I’ll skip the rest of the comic because I’ve spoiled enough. I have to say on a personal level, I feel like the book has really come together. If you’ve read the site or seen our Twitter account, you would know I’m a huge fan of Gail Simone’s Secret Six. And I always thought that this book served as its replacement in The New 52, but never quite lived up to the expectations. After 5 issues, I will say I am slightly wrong. It isn’t necessarily a replacement for Secret Six. I don’t feel the friendship that grew in Secret Six.

But this is just as compelling for different reasons. They are soldiers, tasked with a mission, and their only goal is really their own survival. We’ve seen Squad-mates kill other Squad-mates in former issues, and that was because it served to them ultimately getting what they want. It an interesting dynamic and it makes for a fun read. It also explains the cliffhanger of this issue so well. They aren’t just the used, but the users. They work their circumstances to their advantage when needed.
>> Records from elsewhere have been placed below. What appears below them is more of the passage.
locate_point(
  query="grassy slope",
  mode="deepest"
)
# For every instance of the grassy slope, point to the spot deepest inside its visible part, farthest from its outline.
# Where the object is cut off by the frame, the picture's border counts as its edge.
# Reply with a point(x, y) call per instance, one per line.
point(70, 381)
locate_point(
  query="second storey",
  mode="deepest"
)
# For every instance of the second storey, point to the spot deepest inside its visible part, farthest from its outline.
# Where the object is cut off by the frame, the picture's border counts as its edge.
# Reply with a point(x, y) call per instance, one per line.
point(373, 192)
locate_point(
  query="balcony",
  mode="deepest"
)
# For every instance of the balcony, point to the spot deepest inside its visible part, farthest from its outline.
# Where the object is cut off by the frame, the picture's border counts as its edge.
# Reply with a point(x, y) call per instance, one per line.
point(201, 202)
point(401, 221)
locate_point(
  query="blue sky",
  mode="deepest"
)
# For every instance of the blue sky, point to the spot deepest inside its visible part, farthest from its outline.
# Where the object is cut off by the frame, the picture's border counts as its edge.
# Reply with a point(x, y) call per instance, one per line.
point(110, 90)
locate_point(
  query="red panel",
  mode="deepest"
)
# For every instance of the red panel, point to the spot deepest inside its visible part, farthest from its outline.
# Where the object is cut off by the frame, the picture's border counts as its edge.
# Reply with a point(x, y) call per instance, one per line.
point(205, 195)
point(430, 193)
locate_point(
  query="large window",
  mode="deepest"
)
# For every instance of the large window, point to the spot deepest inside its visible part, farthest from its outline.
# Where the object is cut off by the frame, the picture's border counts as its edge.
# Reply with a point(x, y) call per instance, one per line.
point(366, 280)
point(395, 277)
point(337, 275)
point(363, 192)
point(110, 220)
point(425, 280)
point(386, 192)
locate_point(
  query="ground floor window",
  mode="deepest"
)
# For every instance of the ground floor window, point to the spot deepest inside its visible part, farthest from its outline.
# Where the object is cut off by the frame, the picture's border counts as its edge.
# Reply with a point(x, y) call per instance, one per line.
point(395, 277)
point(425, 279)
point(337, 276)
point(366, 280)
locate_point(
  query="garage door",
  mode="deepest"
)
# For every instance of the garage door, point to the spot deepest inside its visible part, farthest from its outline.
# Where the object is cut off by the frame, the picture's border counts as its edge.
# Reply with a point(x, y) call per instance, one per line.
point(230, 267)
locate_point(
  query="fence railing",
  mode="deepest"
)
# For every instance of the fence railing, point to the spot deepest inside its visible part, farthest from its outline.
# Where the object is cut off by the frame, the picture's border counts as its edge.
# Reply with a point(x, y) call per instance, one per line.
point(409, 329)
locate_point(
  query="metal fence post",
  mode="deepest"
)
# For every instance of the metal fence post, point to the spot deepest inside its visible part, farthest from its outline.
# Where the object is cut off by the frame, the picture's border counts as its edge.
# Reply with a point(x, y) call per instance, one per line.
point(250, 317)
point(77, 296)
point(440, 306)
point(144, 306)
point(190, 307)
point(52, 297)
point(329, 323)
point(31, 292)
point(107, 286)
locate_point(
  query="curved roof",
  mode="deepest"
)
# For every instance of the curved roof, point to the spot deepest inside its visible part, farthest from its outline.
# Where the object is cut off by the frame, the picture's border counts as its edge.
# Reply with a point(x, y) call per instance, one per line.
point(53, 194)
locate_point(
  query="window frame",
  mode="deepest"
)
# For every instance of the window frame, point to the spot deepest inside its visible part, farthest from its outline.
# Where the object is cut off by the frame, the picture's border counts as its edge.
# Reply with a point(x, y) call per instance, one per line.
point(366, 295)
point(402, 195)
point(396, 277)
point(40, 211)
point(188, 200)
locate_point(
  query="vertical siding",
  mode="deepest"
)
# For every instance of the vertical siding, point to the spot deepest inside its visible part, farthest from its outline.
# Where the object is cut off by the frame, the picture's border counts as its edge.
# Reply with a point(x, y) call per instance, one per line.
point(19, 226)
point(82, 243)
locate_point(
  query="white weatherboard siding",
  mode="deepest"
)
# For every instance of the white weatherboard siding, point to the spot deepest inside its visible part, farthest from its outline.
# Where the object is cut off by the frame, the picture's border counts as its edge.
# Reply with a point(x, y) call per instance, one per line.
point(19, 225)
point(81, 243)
The art in the book remains solid. One of my biggest issues with the series isn’t really on display in this issue, and I won’t spoil it, but if you read other Suicide Squad reviews, you’ll know what it is. I have to commend the artist for his work with El Diablo, I assume he is both a fun and difficult character to draw with all of those tattoos, but he makes for some fun visuals.

And also as messed up as the first page is, its a heck of an introduction to a comic. Though won’t stem the belief that some of these books do push the extremes.

New Reader Accessibility: 4– While it does continue exactly where the last issue left off, you really don’t need to know much. They are placed in immediate danger and that exists throughout the entire issue. There aren’t many deep character moments on show here.

Recommendation: Read It- I had  a ton of fun with it, and would recommend checking out the series.